141: The bounce-back factor. It's difficult to predict how Marion will do in Saturday morning's consolation action because it's impossible to know what's going through his head right now. He was thisclose to beating Russell, only to come up short after roughly a zillion overtime periods. That's just about the definition of a gutting loss; can he rebound and push that aside and climb to third place on the podium? Sure. But it also wouldn't be a shock to see him sleepwalk through these matches, either. He has Missouri's Schavrien up first; if he gets by that match he's guaranteed to finish no worse than fourth -- as well as a rematch with either Minnesota's Mike Thorn or Illinois' Jimmy Kennedy; he split a pair of matches with both guys earlier this year (including an awesome last-second win over Kennedy in the quarters yesterday). Montell is easily capable of finishing 3rd; he's also capable of slumping and finishing 6th.

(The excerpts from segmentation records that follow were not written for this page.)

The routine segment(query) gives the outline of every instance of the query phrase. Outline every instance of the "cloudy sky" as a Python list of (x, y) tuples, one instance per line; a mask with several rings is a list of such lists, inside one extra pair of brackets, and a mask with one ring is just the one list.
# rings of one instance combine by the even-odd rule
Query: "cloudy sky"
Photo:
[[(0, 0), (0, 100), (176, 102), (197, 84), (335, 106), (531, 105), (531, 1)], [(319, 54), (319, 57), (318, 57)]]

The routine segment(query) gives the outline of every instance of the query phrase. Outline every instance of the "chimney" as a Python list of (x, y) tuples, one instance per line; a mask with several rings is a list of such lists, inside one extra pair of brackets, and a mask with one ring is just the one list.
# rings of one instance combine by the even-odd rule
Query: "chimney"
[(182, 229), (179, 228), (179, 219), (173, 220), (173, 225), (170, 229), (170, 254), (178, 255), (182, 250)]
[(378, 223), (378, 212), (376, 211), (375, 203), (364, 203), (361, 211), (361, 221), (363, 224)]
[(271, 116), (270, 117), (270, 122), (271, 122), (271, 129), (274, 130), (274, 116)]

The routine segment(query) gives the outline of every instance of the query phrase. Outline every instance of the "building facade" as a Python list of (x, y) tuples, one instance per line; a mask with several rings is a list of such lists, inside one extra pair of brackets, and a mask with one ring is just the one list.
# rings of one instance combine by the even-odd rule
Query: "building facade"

157: The next step. The good news (or perhaps bad news, given the increasingly close nature of their matches) is that there's no shot of a fourth go-round between DSJ and David Taylor in the consolation bracket. On the other hand, should DSJ get by jNW's Jason Welch (who he's beaten twice earlier this season) he'll get either the 1-seed Adam Hall (of Boise) or the 2-seed Steve Fittery (of American), both of whom were undefeated before entering this tournament.. Either guy would represent a significant challenge for DSJ, but that's fine -- we might as well see where DSJ stacks up against the other top guys in the division. Based on his performances last night, DSJ seems determined to shake off the disappointment of another loss to Taylor and to finish as high as possible on the podium.
184: Return of the French cowboy. There's no doubt that Gambrall's run to the semifinals was the most surprising run by an Iowa wrestler at this tournament; even if it ended with an ugly pinfall loss to Quentin Wright, it was still impressive. Gambrall is going to have his hands full finishing any higher than 6th, though -- if he can beat 5-seeded Joe "the French Cowboy" LeBlanc (for the second time this tournament) on Saturday morning, he'll get either 1-seed Chris Honeycutt (of Edinboro) or 3-seed Steve Bosak (of Cornell) in the 3rd-place final later on Saturday. It wouldn't be too much of a surprise if he won either (or both) of those matches, given what he's already done at this tournament -- but it won't be easy, either.
197: The Albino Rhino rides again. Like DSJ, Uncle Luke rebounded from a disappointing loss in the quarterfinals to put together two solid wins in Friday night's session, guaranteeing him All-America status and putting him in the running for 3rd-place. Unfortunately, standing in his way of a spot in the 3rd place match is Wisconsin's Trevor Brandvold, who beat Lofthouse two weeks ago at the Big Tens. If he can solve that puzzle, he'll get either the 1-seed (Cornell's Cam Simaz) or a rematch with Stanford's Zach Giesen (the 12-seed, who the Albino Rhino beat in the second round at this tournament).